Our physical characteristics say all kinds of interesting things about us. For instance, our height may reveal something about our interest in being a leader (Are You Sure…?) and how we use our dominant hand may indicate something about our political ideology (On One Hand...).
It turns out that the length of your index finger relative to your other fingers may also have political implications.
I know, this sounds crazy. But let’s step back and look at what the “finger ratios” may be biomarkers for. A number of scientists argue that the ratio of the length of the second digit (index finger) to the length of the fourth digit (ring finger), known as the “2D:4D ratio,” is an indicator of prenatal exposure to testosterone.
As the argument goes, the larger one’s in utero exposure to testosterone is the smaller one’s later 2D:4D ratio is (i.e., index finger length ÷ ring finger length). For a very rough guide, according to one study the average adult male 2D:4D ratio for the right hand is 0.95, while the average adult female ratio is 0.97 (with a standard deviation of about 0.03 for both sexes—sorry, I’m a scientist, I can’t help reporting the numbers). It’s important to emphasize this is a very imprecise benchmark, because the ratio varies more between races and cultures than it does between the sexes.

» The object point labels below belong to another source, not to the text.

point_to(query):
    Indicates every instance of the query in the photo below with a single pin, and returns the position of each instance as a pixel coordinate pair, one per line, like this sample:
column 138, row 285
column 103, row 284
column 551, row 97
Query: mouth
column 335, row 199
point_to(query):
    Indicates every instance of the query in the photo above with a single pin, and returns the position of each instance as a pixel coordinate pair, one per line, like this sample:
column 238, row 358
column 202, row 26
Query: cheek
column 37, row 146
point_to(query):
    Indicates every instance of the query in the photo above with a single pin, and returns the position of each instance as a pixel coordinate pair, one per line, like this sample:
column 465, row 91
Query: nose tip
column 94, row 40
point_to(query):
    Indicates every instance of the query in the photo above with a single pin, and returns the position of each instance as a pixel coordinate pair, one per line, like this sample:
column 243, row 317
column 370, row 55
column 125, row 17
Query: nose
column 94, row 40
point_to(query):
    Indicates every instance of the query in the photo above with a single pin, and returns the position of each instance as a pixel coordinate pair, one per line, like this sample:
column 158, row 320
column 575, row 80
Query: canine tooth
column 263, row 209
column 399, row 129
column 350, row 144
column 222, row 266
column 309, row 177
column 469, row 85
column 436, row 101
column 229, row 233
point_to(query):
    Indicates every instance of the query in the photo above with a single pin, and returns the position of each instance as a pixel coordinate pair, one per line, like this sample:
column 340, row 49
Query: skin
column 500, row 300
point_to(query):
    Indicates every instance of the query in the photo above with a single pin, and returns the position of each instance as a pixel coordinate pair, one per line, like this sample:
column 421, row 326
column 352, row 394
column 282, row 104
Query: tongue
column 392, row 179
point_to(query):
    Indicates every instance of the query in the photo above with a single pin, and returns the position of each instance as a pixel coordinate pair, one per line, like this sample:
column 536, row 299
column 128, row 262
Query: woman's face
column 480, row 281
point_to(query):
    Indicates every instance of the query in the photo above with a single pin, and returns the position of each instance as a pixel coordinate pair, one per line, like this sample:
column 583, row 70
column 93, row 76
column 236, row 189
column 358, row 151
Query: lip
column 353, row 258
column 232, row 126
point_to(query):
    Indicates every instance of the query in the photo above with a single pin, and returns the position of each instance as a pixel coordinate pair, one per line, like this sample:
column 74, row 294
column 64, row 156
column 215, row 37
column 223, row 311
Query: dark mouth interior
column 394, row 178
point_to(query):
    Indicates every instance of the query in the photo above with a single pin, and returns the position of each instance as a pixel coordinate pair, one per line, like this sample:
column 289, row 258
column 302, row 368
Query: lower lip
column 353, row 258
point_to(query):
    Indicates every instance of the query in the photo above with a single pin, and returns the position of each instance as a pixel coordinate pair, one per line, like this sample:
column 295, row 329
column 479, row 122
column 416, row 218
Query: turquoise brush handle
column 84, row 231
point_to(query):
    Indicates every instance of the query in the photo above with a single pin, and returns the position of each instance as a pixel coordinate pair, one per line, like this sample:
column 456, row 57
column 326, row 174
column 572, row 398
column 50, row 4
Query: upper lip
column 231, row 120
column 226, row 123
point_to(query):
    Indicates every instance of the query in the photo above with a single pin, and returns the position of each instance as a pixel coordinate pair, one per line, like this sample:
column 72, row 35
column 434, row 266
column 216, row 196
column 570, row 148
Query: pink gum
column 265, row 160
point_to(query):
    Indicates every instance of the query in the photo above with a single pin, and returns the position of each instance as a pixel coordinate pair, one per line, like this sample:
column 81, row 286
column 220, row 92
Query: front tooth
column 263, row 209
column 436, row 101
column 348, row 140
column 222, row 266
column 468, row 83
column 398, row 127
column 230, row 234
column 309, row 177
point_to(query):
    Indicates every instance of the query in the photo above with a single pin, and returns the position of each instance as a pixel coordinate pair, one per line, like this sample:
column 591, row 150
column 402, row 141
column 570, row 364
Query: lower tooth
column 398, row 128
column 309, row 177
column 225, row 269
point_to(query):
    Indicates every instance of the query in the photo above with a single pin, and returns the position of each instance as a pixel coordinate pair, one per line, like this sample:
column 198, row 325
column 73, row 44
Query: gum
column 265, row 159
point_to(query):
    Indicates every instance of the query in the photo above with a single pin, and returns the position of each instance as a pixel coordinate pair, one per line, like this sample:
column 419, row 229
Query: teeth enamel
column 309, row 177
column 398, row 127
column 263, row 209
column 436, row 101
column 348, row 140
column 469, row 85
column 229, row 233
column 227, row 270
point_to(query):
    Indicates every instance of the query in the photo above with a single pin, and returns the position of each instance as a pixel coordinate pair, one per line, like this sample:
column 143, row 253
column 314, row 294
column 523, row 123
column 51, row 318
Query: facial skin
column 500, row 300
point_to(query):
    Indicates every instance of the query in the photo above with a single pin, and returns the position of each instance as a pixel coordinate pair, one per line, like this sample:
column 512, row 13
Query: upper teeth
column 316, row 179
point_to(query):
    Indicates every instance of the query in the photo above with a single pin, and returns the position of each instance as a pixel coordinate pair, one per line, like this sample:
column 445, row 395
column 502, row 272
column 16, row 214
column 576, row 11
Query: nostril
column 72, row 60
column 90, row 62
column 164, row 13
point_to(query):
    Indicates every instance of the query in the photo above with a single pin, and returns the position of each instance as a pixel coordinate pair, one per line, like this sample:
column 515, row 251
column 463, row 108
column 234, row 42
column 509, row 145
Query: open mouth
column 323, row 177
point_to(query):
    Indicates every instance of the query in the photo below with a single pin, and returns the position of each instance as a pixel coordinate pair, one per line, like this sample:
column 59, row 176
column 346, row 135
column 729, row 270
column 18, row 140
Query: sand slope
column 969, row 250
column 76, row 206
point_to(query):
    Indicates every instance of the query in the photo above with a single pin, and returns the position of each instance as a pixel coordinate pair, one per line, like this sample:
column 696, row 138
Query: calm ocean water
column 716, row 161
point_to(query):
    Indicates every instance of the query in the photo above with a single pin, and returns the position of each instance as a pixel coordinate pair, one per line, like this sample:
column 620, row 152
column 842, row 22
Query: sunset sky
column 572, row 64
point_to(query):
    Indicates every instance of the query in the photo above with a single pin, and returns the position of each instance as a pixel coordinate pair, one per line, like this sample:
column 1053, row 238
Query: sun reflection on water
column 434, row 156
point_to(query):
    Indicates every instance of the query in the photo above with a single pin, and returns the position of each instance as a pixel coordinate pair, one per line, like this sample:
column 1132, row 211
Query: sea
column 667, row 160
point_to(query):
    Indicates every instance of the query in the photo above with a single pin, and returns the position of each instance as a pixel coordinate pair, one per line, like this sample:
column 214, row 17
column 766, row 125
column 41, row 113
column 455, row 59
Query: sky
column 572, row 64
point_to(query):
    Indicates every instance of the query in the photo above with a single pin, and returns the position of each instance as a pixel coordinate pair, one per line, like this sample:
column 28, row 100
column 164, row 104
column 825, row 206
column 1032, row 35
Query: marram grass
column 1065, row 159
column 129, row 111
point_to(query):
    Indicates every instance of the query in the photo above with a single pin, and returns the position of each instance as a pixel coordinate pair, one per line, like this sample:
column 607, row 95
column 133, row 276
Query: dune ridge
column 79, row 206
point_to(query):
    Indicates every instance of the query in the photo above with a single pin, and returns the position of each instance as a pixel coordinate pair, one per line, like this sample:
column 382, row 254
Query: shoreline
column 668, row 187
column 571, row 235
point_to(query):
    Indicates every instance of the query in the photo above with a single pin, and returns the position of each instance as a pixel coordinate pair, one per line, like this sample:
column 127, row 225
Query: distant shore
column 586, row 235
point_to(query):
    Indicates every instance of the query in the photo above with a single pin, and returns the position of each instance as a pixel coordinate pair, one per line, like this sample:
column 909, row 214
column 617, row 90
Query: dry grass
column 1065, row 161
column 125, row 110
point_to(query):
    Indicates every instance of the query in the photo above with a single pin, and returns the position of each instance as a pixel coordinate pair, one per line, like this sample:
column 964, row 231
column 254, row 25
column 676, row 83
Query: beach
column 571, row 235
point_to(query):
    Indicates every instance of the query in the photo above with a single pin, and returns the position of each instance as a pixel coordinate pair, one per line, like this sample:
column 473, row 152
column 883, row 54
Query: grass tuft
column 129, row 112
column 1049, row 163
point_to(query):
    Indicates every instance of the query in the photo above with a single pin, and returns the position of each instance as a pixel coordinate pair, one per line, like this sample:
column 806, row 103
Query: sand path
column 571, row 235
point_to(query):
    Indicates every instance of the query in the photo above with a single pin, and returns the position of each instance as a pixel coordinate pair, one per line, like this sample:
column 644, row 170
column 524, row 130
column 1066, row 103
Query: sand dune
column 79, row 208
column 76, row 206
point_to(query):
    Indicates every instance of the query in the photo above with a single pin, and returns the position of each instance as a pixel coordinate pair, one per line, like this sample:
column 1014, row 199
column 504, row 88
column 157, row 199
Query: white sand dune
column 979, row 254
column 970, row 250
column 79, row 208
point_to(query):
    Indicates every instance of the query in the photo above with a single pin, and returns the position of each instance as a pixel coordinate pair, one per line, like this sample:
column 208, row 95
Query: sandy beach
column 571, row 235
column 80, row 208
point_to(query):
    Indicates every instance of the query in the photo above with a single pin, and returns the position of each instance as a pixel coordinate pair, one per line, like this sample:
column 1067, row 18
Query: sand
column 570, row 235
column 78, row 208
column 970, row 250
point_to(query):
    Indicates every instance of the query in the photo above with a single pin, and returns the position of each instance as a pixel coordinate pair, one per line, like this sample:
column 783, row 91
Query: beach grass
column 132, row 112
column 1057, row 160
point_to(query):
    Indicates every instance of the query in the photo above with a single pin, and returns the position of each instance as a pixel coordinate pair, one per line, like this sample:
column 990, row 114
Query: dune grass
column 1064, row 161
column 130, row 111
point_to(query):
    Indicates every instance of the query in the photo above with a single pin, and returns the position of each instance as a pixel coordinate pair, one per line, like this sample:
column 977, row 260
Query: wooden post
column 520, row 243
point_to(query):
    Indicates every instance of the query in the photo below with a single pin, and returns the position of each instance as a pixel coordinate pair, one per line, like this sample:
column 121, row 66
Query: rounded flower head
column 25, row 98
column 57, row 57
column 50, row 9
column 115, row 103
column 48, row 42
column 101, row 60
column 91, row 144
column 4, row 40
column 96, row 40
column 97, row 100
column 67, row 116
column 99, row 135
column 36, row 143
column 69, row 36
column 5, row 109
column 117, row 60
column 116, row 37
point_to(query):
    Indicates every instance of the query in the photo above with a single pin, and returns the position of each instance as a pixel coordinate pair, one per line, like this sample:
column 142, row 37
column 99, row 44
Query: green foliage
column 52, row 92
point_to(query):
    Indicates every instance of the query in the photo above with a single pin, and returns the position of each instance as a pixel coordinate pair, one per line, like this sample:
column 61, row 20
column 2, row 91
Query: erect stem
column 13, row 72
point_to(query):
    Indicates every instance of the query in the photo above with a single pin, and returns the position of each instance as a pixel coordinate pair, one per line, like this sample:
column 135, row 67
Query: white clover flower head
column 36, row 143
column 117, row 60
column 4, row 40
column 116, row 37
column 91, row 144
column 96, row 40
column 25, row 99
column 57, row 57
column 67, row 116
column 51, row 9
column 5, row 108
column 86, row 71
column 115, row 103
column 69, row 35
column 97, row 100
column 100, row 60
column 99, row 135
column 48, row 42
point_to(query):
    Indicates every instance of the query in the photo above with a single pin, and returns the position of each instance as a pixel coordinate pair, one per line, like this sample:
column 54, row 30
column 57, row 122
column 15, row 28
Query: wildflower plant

Although 2D:4D effects are not universal and the exact causal mechanisms have not been identified, a great deal of research suggests something more than chance is going on. Research has shown that prenatal testosterone is related to adult aggressiveness in both humans and non-human primates. One recent study indicates both men and women with smaller 2D:4D ratios (suggesting greater prenatal testosterone exposure) self-report greater verbal aggressiveness. Another recent study associates 2D:4D with sports-related mental toughness, aptitude, and achievement. Finally, research co-authored by fellow PT blogger Gad Saad (Homo Consumericus) finds that men, but not women, with smaller finger ratios take more risk in certain recreational, social, and financial situations.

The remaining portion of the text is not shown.